Compared to conventional therapy, intensive therapy significantly reduced the risk of microvascular complications, but not macrovascular complications or macrovascular subclinical surrogate endpoints over the 10-year study period. Median hemoglobin A1c levels were significantly lower in the intensive group (7%) than in the conventional group (7.9%).
Three grouped endpoints were assessed: all-cause mortality, diabetes-related deaths [myocardial infarction (MI), stroke, peripheral vascular disease, renal disease, hyperglycemia or hypoglycemia, and sudden death], and any diabetes-related endpoint (death from any of the preceding, as well as nonfatal MI, angina, heart failure, stroke, renal failure, amputation, vitreous hemorrhage, retinopathy, blindness, or cataract).
Only diabetes-related endpoints were significantly reduced with intensive therapy, with a risk reduction of 12% (95% CI, 1%-21%). Most of this reduction was due to reduction in microvascular outcomes, especially the need for retinal photocoagulation, which was reduced 25% (95% CI, 7%-40%). All three intensive drug regimens reduced microvascular endopoints equally.
Neither all-cause mortality nor diabetes-related deaths differed by intensity of treatment, although a nonsignificant trend (p = 0.052) toward reduction in risk of myocardial infarction was observed in the intensive therapy group, with an RRR of 16% (95% CI, 0-29%). Compared to conventional treatment, intensive therapy was associated with a mean 6.4-pound weight gain (most prominently in the insulin group) and an increased risk of hypoglycemia. Treatment for hypertension was more common with chlorpropamide than with any other regimen, including conventional therapy.

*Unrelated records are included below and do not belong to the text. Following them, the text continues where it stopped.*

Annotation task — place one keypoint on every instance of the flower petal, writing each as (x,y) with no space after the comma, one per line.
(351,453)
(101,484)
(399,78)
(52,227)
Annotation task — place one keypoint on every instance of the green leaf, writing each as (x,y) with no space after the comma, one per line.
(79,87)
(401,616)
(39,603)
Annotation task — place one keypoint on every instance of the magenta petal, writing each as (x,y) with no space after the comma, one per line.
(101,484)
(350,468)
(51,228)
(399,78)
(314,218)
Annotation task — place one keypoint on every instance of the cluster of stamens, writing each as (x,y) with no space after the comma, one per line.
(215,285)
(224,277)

A substudy examined 342 newly diagnosed obese diabetic patients randomized to metformin during UKDPS 33 and compared them to the overweight patients who were included in the UKDPS 33 study already discussed [conventional treatment (411) or intensive treatment (951)]. Based on absolute risk (events per 1000 patient-years) and relative to conventional therapy, metformin treatment reduced risk of any diabetes-related endpoint by 32% (NNT, 10; CI, 6-32), diabetes-related deaths by 42% (NNT, 19; CI, 10-97), and all-cause mortality by 36% (NNT, 15; CI, 8-83).

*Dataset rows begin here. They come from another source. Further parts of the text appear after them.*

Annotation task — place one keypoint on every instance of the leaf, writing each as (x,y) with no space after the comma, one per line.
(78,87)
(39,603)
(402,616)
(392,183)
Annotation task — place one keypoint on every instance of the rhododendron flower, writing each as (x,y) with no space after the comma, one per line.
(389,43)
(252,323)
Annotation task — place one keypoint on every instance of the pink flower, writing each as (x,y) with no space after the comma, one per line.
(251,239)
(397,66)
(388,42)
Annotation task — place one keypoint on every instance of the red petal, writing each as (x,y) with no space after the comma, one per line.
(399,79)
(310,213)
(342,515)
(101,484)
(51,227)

Relative risk of myocardial infarction was also significantly reduced. Metformin was also significantly better than all other drugs used in the intensively treated group in reducing risk of reaching any diabetes-related endpoint, stroke, and all-cause mortality. In these already overweight patients, weight gain was less common with metformin than with other intensive therapies, as were hypoglycemic episodes.
Metformin/Sulfonylurea combined therapy was found to perhaps have less benefit than either drug alone. This observation is important as the popularity of combined drug therapy is increasing.